Prince Andrew's lawyers claim sex abuse allegations vague, judge disagrees

Prince Andrew’s lawyers tried again Tuesday to scuttle a lawsuit by a woman who says he sexually assaulted her when she was 17 by telling a New York City federal judge that she failed to “articulate what happened to her at the hands” of the prince.

U.S. District Judge Lewis Kaplan forcefully disagreed.

“It was sexual intercourse, involuntary sexual intercourse,” Kaplan told defense attorney Andrew Brettler. “There isn’t any doubt about what that means.”

Kaplan also brushed aside Brettler’s request that the woman, Virginia Giuffre, provide more details about where and when the alleged assaults happened before the lawsuit is allowed to proceed any further.

“With all due respect, Mr. Brettler, that is not a dog that’s going to hunt here,” Kaplan said. “I’ll tell you that straight out, right now. It’s not going to happen.”

Kaplan closed the virtual hearing by saying he would decide “pretty soon” whether the lawsuit will proceed.

Giuffre, who is seeking unspecified damages, claims she was a teenager when convicted sex offender and powerful financier Jeffrey Epstein and his confidante, Ghislaine Maxwell, forced her in the 1990s to have sex with Andrew, Queen Elizabeth II’s son — an allegation Andrew has repeatedly denied.

Virginia Giuffre (then Roberts) with Prince Andrew and Ghislaine Maxwell at Prince Andrew’s London home in a photo released with court documents.

Epstein was awaiting trial on sex trafficking charges in 2019 when he died by suicide in a Manhattan jail cell. Maxwell was convicted last week of recruiting and grooming four teenage girls for Epstein to sexually abuse.

Giuffre was not one of the four women in the case against Maxwell, and there were no allegations against Andrew as part of that case.

Brettler, who tried and failed to block the lawsuit by arguing that Giuffre no longer lives in the United States and by insisting that a $500,000 settlement she reached in 2009 with Epstein immunized Andrew against further legal action, took a different tack Tuesday during opening arguments.

Before the case went any further, Brettler said he wanted Giuffre to “lock herself into a story now, not in the future” and provide further and more precise details of her allegations.

Kaplan said that wasn’t necessary at this stage of the process and added, “It just isn’t the law.”

Andrew’s lawyers can scrutinize Giuffre’s claims when they start sharing evidence, said Kaplan, who dismissed any suggestion that the accuser was being vague about what allegedly happened by reading directly from her lawsuit.

“On one occasion, Prince Andrew sexually abused plaintiff in London at Maxwell’s home,” Kaplan read. “During this encounter, Epstein, Maxwell, and Prince Andrew forced plaintiff, a child, to have sexual intercourse with Prince Andrew against her will.”

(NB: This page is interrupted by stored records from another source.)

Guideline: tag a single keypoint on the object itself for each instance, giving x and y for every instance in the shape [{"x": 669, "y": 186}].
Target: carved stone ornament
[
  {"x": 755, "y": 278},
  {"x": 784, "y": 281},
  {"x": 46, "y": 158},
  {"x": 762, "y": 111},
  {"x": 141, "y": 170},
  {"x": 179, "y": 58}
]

Earlier, Kaplan turned aside the defense argument that the lawsuit should be dismissed on the grounds that Giuffre has lived in Australia for all but two of the past 19 years and is raising three children in the city of Perth with her Australian husband.

Andrew’s lawyers have also argued that the lawsuit should be dismissed because Giuffre, then using her maiden name, Roberts, agreed in the Epstein settlement to “remise, release, acquit, satisfy and forever discharge the said second parties and any other person or entity who could have been included as a potential defendant … from all, and all manner of, action and actions of Virginia Roberts, including state or federal, cause and causes of action.”

Andrews’ lawyers have contended that the prince is a “third-party beneficiary of the release agreement” even though he is not mentioned by name in the settlement.

A representative for Giuffre’s lawyer David Boies released a statement Monday saying “the release is irrelevant to Ms. Giuffre’s claim against Prince Andrew.”

“He did not even know about it,” the representative said of the settlement. “He could not have been a ‘potential defendant’ in the settled case against Jeffrey Epstein both because he was not subject to jurisdiction in Florida and because the Florida case involved federal claims to which he was not a part.”

But Section 21 of Giuffre’s complaint against Epstein says the powerful Epstein friends who “sexually exploited” her included “royalty.”